Não existe o conceito de justiça social para Campos, existindo somente "regras justas de conduta", que todos têm de cumprir. Em toda sociedade, existem pessoas de talento, sorte e diligências diferentes. Seria absurdo dar a essas pessoas o mesmo nível de vida.

5.7-O (não) Planejamento Econômico

Para Hayek (1990), a intervenção do governo na economia é um problema. A economia compõe-se de inumeráveis ações no plano micro, que são muito complexas para serem controláveis por meio de uma autoridade central. Há muitos eventos imprevistos e o socialismo entrou em colapso justamente por tentar racionalizar o incontrolável, causando carência de bens e, ao final, perda de legitimidade do regime.
Além disso, a tecnologia e a economia têm uma direção imprevisível e, portanto, impossível de ser planificada. Um monopólio pode ser a forma mais eficiente de produzir no curto prazo, pois os bens seriam produzidos em escala maior e seriam padronizados, ficando, portanto, mais baratos. Mas, no longo prazo, a concorrência leva os fabricantes a fazerem inovações nos produtos e a qualidade tende a melhorar.
Suponhamos dois países, um A e um B. Imaginemos que, na década de 70, o governo do país A tivesse planejado a indústria automobilística e ordenasse que ela produzisse apenas Fuscas pretos e o segundo mantivesse a liberdade de fabricar o veículo que desejasse.
Inicialmente, o primeiro seria favorecido. O automóvel Fusca teria um preço menor para o consumidor, devido à escala maior e à padronização e com manutenção fácil, devido à grande disponibilidade de peças de reposição.
Porém, ao longo do tempo, o país B venceria o A, pois a liberdade de concorrência e de escolha criaria melhoramentos nos veículos feitos em B: vidros elétricos, ar condicionado, air bag, novos desenhos de carroceria etc. Os habitantes que vivessem no país A ficariam, cada vez mais, ressentidos com a falta de liberdade de escolha ao verem os veículos modernos de B.
Trata-se de uma situação que os liberais chamam de "lei das consequências imprevistas". A tecnologia e a economia têm uma direção imprevisível. Quando o Estado regulamenta-as rigidamente, as inovações desaparecem. Se deixados livres, surgiriam no longo prazo diversos efeitos positivos, que não podem ser antecipados, como os modernos bens de consumo. Essa é uma das explicações, segundo os liberais, para a obsolescência da ex-União Soviética.
Enquanto as indústrias de base e elétrica eram a prioridade, a ex-União Soviética teve um crescimento rápido, entre as décadas de 30 e de 50. Porém, a Terceira Revolução Industrial trouxe novidades inesperadas: a eletrônica de consumo, os computadores leves, a robótica, a nanotecnologia, etc. Sem poder contar com esses produtos, a indústria soviética foi perdendo produtividade e a sua posição econômica foi ultrapassada pelo Japão e pelo Mercado Comum Europeu. Além disso, a falta de bens de consumo ocidentais dava às pessoas a sensação de pobreza material em relação aos países desenvolvidos, diminuindo a adesão ao regime.
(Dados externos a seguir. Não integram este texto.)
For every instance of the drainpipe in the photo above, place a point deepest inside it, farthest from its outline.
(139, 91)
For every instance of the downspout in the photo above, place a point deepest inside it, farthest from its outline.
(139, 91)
A crença de que grandes entidades não são ágeis à novidade resultou, no senso comum, em um discurso a favor de instituições "leves e flexíveis", em que "se ensinaria o elefante a dançar". Os "mastodontes burocráticos", grandes instituições públicas e empresariais, não seriam supostamente rápidas para acompanhar as mudanças.
Depois da década de 70, ocorreu uma descentralização produtiva, obtendo-se assim maiores lucros com os serviços e os ativos intangíveis, e não mais por via de ganhos de escala de grandes estabelecimentos industriais. Esta situação foi uma grande surpresa e causou diversas consequências econômicas.
Assim, a produção tornou-se menos intensiva em capital, com crescimento absoluto e relativo das pequenas empresas. O setor de tecnologia da informação é emblemático dessa alteração empresarial, pois a valorização dos serviços passou a ser necessária para a sobrevivência, como pode ser vista no caso da história da IBM.
O computador surgiu na década de 40 como artefato técnico capaz de decodificar as mensagens militares dos nazistas. Inicialmente, após a Segunda Guerra Mundial, a IBM, tendo Thomas Watson como CEO, destacou-se por produzir computadores grandes para empresas industriais, sendo praticamente monopolista mundial nessa área até os anos 70.
Contudo, nas décadas de 60 e 80, a economia mostrou que software e serviços eram muito mais lucrativos do que a montagem do computador. Isso ficou evidente quando, em 1962, Ross Perot, principal vendedor da IBM, deixou-a justamente por acreditar que a produção de soluções, como informatização sob medida para empresas, era mais lucrativa e criou a EDS – Electronic Data Systems. Ele prosperou ao focalizar no software, e não no hardware, então preferida pela IBM.
Nos anos 80, a preferência da IBM pelo equipamento físico levou-a a reduzir sua renda, chegando quase à falência, em razão do sucesso do computador de mesa (o atual PC). E a somente empresa melhorou quando, em 1993, o novo presidente, Louis Gerstner, passou a adotar uma estratégia que priorizava o setor de serviços empresariais sob medida, conhecidos como on demand, e os ativos intangíveis, como a marca e a penetração da empresa, no mercado, construída ao longo dos anos.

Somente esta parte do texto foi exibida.